Hyakkimaru n'a pas vraiment de chance. Son père était un grand guerrier mais qui ne supportait pas la défaite, pour y pallier il vendit l'âme de son fils à naitre à quarante-huit démons. Le problème de Hyakkimaru, c'est qu'à sa naissance il lui manquait aussi quarante-huit parties de son corps. Pas évident de débuter dans la vie sans bras, pas de chocolat, sans jambes, sans yeux, sans langue, sans... son adolescence a du être bien frustrante. Jeté comme un vulgaire Moïse à la rivière dans un panier, il fut recueilli par un gentil médecin. Habile confrère du docteur Frankenstein. il lui reconstitua une apparence relativement humaine à partir de trois bouts de cadavres, de ciseaux et de colle. Mais Hyakkimaru voulait plus que des prothèses, il voulait récupérer ses organes et partit donc à la recherche de ces démons.

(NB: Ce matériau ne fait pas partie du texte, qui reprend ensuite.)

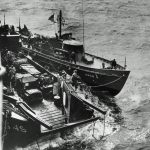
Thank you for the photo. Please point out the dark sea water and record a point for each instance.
(113, 29)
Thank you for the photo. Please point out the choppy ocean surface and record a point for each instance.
(113, 29)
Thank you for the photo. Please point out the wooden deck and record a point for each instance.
(50, 114)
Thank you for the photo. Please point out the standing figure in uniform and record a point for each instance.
(73, 57)
(75, 78)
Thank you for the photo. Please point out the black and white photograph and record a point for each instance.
(75, 74)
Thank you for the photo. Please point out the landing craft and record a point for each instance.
(64, 52)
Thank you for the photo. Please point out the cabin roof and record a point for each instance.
(72, 42)
(26, 78)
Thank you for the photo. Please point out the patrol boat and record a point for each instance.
(40, 119)
(64, 52)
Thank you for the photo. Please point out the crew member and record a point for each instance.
(73, 57)
(75, 79)
(114, 64)
(12, 72)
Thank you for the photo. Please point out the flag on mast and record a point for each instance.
(51, 18)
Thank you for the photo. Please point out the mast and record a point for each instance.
(19, 24)
(83, 23)
(60, 23)
(4, 19)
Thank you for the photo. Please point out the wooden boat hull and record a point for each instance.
(100, 80)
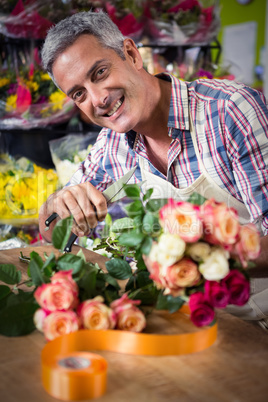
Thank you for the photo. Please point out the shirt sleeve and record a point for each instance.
(91, 168)
(246, 118)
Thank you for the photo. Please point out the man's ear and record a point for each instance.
(132, 53)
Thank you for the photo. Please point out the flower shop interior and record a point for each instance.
(43, 139)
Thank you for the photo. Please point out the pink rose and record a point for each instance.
(217, 294)
(202, 313)
(221, 226)
(39, 317)
(238, 287)
(248, 246)
(183, 273)
(182, 219)
(65, 277)
(60, 323)
(128, 316)
(94, 314)
(56, 296)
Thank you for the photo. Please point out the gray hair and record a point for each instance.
(67, 31)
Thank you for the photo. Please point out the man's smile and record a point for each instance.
(116, 107)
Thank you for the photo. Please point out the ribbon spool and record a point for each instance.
(69, 372)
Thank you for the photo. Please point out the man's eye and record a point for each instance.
(77, 95)
(101, 71)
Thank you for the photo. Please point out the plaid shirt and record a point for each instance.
(231, 123)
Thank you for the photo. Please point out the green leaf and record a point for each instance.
(135, 208)
(9, 274)
(50, 262)
(132, 191)
(35, 270)
(17, 319)
(143, 279)
(168, 302)
(122, 224)
(196, 199)
(4, 291)
(62, 232)
(131, 239)
(155, 205)
(35, 256)
(70, 261)
(148, 194)
(112, 281)
(146, 245)
(118, 268)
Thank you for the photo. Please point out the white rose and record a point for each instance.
(171, 249)
(215, 266)
(199, 251)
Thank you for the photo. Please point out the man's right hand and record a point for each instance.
(83, 201)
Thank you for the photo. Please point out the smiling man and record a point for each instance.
(205, 136)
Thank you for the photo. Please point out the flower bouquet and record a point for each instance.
(179, 22)
(193, 252)
(30, 99)
(128, 16)
(24, 187)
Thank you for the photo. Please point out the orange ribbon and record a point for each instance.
(69, 372)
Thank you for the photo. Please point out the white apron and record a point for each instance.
(257, 306)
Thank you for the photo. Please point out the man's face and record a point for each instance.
(105, 87)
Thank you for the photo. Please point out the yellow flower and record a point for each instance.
(45, 77)
(11, 103)
(4, 81)
(57, 98)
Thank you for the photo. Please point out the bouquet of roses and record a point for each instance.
(30, 99)
(193, 252)
(179, 22)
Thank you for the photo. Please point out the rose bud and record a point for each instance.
(238, 286)
(94, 314)
(202, 313)
(248, 247)
(182, 219)
(216, 265)
(60, 323)
(56, 296)
(128, 316)
(221, 225)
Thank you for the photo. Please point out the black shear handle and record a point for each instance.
(72, 238)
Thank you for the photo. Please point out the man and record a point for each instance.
(208, 136)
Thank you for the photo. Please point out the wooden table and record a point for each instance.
(233, 369)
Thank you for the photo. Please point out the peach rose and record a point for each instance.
(216, 265)
(56, 296)
(169, 249)
(183, 219)
(248, 247)
(60, 323)
(128, 316)
(221, 226)
(94, 314)
(182, 274)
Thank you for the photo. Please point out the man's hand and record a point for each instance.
(83, 201)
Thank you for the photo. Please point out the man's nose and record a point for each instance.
(99, 97)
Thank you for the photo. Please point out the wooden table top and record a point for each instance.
(233, 369)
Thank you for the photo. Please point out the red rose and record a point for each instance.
(217, 293)
(238, 287)
(202, 313)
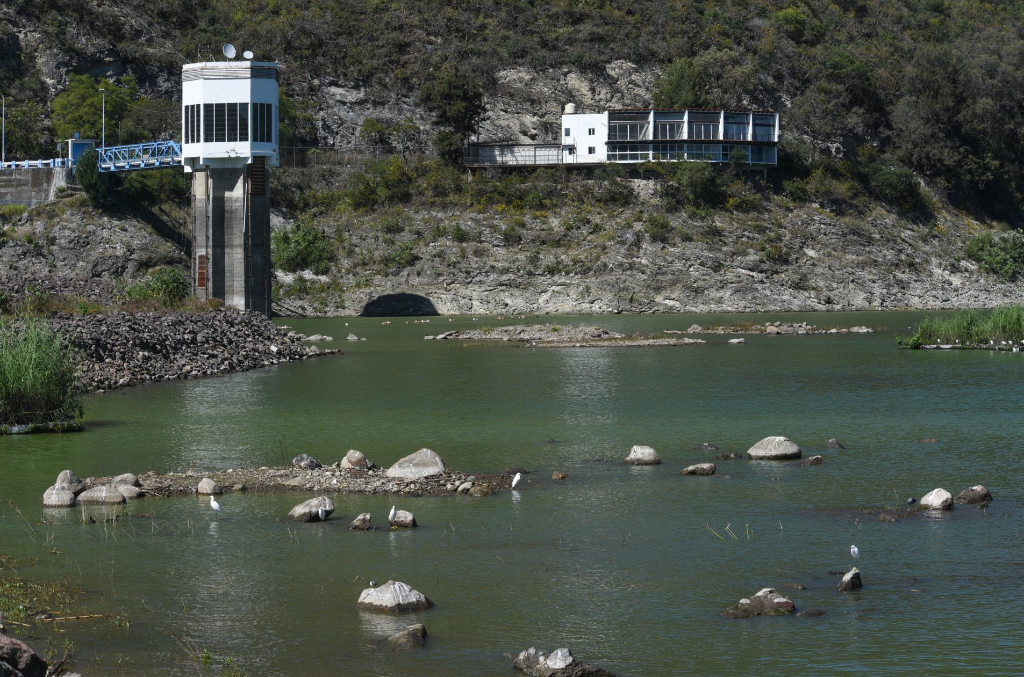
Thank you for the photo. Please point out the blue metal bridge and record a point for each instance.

C'est lors de l'affrontement avec l'un d'eux qu'il croise un jeune voleur, Dororo. Celui-ci fasciné par la lame qui se cache dans son bras décide de le suivre, bien décidé à la récupérer. Mais sous son l'apparence sale de Dororo se cache une charmante jeune fille.
L'intérêt de ce film n'est certainement pas l'adaption de Tezuka, elle ne semble pas particulièrement fidèle. Ce n'est sûrement pas les combats qui ne sont plutôt maladroits. Ce n'est pas non plus les effets spéciaux qui sont surtout rigolo. L'image non plus n'est pas très propre. Il ne reste que la relation entre un Hyakkimaru, ombrageux et taciturne et une Dororo, cabriolente et pleine de malice. Ça n'est certes pas très original, mais c'est très rafraichissant.